The electrical properties of earth materials, consolidated or unconsolidated vary widely. Generally speaking, rocks, with the exception of the metallic ores, are electrically conductive in proportion to volume, size, continuity, and distribution of voids and fluids present. Various types of unconsolidated materials differ significantly in voids and contained fluids; and consolidated rocks, for example, sandstone and granite differ in porosity and fluid content. These differences affect the conductivity or its reciprocal resistivity. The contrasts between consolidated and unconsolidated materials are usually of a higher order than differences within the two groups; hence, electrical exploration for depths of unconsolidated materials is generally successful.
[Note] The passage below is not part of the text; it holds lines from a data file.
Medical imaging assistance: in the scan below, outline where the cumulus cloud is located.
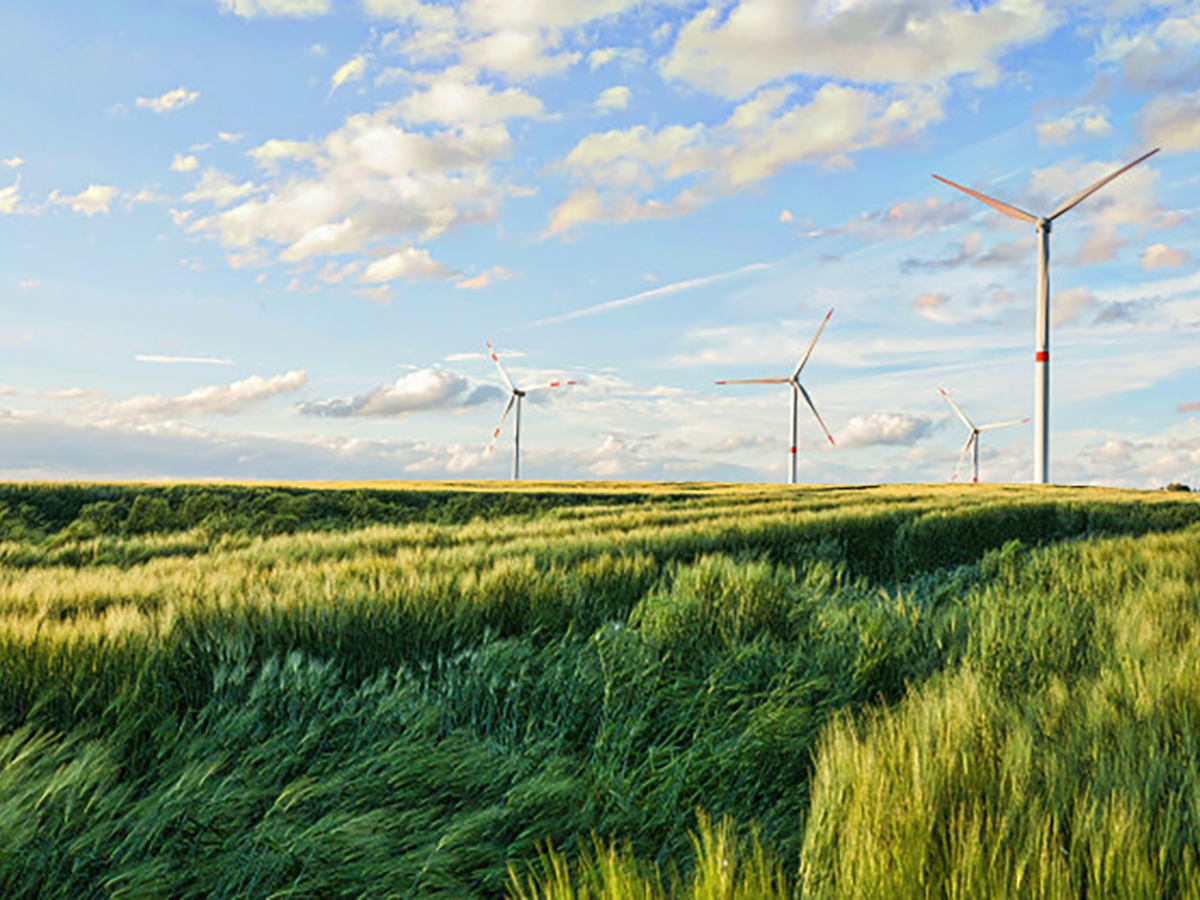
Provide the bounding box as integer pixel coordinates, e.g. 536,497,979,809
1141,244,1188,270
329,54,367,94
1037,106,1112,145
708,434,784,454
593,85,632,113
217,0,332,19
1096,12,1200,91
300,368,504,419
49,185,120,218
137,88,200,115
98,370,308,422
547,83,944,234
838,413,934,448
187,107,511,272
133,353,233,366
359,247,450,284
395,70,544,126
0,176,20,216
662,0,1060,97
Whereas some rock masses, as sulfide ore bodies, give rise to spontaneous electric currents, most electrical exploration for engineering ends is carried on by artificially energizing the ground.

Seismic Methods

The elastic properties of earth materials vary widely. Seismic methods of geophysical exploration are based on the variation of elastic properties. Differences in the elastic coefficients of different layers give rise to reflection and refractions of seismic waves, which are treated in the same manner as are the comparable phenomena of geometrical optics. The instruments are designed to measure and record the speed of propagation of such waves in earth materials. The velocity measurements make possible inferences as to the attitude, nature, distribution and structure of subsurface materials. The speed of the seismic waves in rock is influenced in large measure by the degree of consolidation.
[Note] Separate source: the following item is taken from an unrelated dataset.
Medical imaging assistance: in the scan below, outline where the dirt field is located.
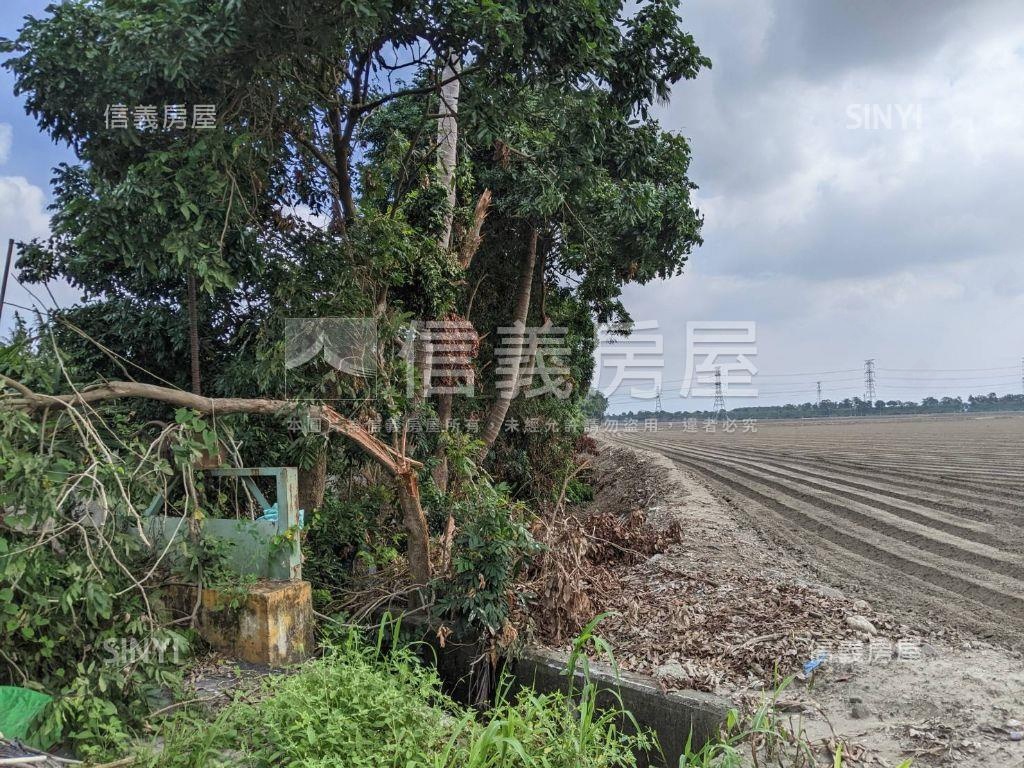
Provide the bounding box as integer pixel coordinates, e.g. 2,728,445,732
616,415,1024,645
592,416,1024,768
Two methods are of common use in seismic exploration. These are known as reflection shooting and refraction shooting. Reflection shooting is generally used for deep exploration, commonly greater than 2000 feet. Refraction methods are better adapted to lesser depth. In refraction determination, a blasting cap or small charge of dynamite is exploded at or near the surface at a point known as the shot-point. The disturbances, commonly amplified, are recorded photographically on moving film. Time intervals are recorded on the film strip by time lines which are obtained from a tuning-fork device, electrically driven. The lines have peep slits which coincide when the lines are in the neutral position; hence two lines are photographically recorded on the films for each complete cycle. The instant of detonation electrically transmitted from the shot-point to receivers and is indicated on the film strip. In one method a wire on the blasting cap is hooked up with the galvanometers of the receptors in such a way that when it is broken by the detonation a kick is given to the galvanometers, and the time of explosion is simultaneously recorded on the curves for each receptor.